Fig. 12. Ratio of the yields obtained in this work to those obtained in previous studies, each weighted by a Salpeter IMF and subsequently normalized to one. The red line shows the ratio of our yields to the original yields from WH07, for which every star explodes. The cyan line is the same as the red, except that we apply our explodability to the yields of WH07. This means that for the 12, 14, 15, 18, and 100 M⊙ stars, which do not explode in our simulations, we only include the winds, whereas for the rest we take the full yields from WH07. The green line shows the ratio of our yields to those by C19. The empty circles and the dashed line connecting them indicate elements for which the total yield is less than 10−7 M⊙.

5.1.1. WH07

Overall, the yields obtained in this work agree with those obtained in WH07 within a factor of ∼0.5 − 1.5. The first effect we analyze is explodability. If one assumes that everything explodes (i.e., the red line in Fig. 12), then our simulations overall produce an increased number of light and trans-Fe elements than WH07 (except phosphorus and fluorine, which deserve separate discussion). By contrast, WH07 produce fewer Fe-peak elements. When we impose our explodability on the WH07 yields (i.e., the cyan line in Fig. 12), we find significantly improved agreement for light elements and trans-Fe elements, whereas agreement for Fe-peak elements improves only very slightly.

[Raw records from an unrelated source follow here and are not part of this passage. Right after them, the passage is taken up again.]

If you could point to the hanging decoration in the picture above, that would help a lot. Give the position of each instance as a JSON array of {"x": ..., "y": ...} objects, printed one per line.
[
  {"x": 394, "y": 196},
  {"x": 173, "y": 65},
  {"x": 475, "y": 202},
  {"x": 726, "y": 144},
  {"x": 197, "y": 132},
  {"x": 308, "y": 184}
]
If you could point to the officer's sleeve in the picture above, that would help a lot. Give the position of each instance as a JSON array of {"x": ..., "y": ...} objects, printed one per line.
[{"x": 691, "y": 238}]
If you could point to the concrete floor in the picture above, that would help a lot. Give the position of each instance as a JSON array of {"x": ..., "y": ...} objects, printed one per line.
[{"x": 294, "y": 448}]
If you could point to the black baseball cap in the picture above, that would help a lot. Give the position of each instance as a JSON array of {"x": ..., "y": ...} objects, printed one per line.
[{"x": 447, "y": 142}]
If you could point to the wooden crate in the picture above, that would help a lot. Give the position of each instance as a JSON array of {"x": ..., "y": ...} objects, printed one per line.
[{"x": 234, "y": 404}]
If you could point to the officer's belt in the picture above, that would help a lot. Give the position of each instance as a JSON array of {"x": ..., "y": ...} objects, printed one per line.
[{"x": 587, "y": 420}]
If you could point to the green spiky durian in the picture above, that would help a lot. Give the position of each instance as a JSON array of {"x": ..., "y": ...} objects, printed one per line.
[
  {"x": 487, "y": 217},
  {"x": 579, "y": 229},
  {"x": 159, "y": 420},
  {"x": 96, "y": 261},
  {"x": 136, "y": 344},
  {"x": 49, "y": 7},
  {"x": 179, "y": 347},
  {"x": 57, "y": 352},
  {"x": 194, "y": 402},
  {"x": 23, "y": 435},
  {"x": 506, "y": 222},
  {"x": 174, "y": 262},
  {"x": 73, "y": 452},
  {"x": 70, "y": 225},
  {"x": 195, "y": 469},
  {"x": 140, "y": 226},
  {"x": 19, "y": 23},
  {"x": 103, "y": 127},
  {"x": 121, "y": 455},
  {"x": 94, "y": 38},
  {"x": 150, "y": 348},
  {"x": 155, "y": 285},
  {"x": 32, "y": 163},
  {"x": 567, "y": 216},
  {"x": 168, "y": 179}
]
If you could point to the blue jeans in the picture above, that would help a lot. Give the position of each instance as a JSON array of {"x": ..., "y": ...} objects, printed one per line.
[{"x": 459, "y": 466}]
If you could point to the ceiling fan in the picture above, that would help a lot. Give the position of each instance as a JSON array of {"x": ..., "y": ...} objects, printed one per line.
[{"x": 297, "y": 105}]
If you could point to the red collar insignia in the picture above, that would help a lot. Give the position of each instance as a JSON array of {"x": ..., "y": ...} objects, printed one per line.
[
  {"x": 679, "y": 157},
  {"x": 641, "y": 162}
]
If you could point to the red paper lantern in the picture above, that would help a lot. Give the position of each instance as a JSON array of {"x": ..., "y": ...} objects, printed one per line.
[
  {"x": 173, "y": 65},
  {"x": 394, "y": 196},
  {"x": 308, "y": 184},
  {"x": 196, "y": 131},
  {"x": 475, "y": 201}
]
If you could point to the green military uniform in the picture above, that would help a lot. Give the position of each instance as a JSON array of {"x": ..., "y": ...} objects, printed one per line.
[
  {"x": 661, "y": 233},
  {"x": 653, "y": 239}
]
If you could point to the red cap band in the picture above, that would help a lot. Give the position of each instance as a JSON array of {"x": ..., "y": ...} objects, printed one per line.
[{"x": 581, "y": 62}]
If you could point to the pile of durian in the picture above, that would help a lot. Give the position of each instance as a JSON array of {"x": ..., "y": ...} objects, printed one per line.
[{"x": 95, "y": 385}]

When we compare our simulations with WH07 (where everything explodes), the main difference is that less hydrogen is injected overall into the ISM. This is because in our simulations the 12, 13, 14, 15, 18, 28, and 100 M_⊙ stars do not explode and therefore contribute to the ISM only through their winds. In the WH07 set, however, these stars eject their H envelopes; therefore, the abundances of every other element are comparatively reduced. This explains the larger yields of C, O, Ne, Na, Cl, Ar, and K in our simulations. Similarly, the trans-Fe elements also comparatively increase, since their abundance roughly scales with hydrogen, given that they mostly originate from the initial composition of the star and are not reprocessed during the stellar evolution or explosion. Therefore, imposing our explodability on the WH07 set significantly improves the agreement for all these elements. However, the discrepancy for Fe-peak elements remains. We thus conclude that this discrepancy is not due to explodability but rather to different explosion dynamics. As further confirmation, the production factors in Fig. 13 show that normalizing the yields to oxygen significantly reduces the discrepancy caused by explodability for all elements except the Fe-peak ones.

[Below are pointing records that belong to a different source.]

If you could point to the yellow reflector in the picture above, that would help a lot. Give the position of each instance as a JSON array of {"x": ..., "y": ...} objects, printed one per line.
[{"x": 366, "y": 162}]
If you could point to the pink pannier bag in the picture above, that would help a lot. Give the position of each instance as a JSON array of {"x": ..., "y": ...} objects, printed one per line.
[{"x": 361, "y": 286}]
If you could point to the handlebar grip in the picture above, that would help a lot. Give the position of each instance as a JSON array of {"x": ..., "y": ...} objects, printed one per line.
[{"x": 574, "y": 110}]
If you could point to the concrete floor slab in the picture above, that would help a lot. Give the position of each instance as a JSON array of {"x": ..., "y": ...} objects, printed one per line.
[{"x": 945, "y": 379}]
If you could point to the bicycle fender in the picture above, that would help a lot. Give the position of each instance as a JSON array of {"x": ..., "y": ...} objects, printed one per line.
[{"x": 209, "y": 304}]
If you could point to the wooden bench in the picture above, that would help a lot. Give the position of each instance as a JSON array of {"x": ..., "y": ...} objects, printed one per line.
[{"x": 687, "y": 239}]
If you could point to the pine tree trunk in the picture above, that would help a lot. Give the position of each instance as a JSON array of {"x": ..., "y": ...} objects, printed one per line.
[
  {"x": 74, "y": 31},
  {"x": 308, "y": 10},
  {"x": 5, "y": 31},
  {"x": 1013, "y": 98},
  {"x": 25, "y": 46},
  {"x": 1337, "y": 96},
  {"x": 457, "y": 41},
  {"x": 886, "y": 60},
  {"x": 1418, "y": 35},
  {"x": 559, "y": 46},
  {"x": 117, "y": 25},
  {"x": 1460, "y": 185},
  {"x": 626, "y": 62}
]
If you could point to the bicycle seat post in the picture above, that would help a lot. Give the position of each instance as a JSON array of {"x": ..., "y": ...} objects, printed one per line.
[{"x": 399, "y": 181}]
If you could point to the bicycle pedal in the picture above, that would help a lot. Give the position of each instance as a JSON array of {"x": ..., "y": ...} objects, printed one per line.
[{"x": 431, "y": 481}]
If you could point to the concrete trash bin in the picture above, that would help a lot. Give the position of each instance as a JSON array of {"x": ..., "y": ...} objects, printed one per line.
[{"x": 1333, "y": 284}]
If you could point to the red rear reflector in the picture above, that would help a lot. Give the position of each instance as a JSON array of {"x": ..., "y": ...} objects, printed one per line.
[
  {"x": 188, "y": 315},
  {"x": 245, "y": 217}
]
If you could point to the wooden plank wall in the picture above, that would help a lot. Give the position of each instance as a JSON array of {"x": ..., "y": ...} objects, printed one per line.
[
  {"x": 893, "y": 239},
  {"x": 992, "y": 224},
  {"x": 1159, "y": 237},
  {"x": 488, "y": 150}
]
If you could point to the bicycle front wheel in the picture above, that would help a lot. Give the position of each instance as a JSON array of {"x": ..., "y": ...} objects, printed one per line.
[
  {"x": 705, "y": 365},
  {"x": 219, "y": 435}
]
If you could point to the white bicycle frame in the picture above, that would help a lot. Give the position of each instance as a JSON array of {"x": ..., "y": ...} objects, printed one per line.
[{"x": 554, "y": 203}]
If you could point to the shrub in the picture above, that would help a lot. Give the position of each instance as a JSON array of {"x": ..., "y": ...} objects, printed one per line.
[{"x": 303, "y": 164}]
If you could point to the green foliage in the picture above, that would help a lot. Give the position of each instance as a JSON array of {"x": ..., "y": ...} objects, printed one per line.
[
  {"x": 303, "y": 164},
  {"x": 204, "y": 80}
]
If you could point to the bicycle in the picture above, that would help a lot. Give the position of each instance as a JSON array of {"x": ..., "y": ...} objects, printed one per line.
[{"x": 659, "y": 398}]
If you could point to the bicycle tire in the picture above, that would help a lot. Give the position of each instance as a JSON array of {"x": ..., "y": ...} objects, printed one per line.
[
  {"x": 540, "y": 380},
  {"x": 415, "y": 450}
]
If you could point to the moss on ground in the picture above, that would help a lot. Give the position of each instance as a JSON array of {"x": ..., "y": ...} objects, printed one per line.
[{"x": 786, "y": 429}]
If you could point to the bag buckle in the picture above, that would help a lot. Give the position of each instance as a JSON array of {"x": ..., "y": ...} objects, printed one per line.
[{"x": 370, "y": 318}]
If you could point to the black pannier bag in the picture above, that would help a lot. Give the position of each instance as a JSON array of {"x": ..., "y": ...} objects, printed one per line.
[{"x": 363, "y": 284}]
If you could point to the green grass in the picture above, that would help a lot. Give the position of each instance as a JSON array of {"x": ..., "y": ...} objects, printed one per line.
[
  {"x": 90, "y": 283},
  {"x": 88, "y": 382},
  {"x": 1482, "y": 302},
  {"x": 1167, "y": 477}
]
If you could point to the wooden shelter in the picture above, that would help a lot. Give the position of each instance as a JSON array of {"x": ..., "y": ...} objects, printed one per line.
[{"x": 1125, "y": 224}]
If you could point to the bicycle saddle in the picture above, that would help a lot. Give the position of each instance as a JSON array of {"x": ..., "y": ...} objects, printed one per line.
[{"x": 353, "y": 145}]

Fig. 13. Production factors [X/O] of element X and oxygen with respect to their solar ratio. We use the solar abundances from Asplund et al. (2009). A value of zero indicates the same ratio as in the solar system. The yields of each star are weighted by a Salpeter IMF and then normalized to one. The blue line shows the yields obtained in this work; the red line shows the yields from WH07 assuming that everything explodes; the cyan line shows the yields from WH07 adopting the explodability derived in this work; and the green line shows the yields from C19.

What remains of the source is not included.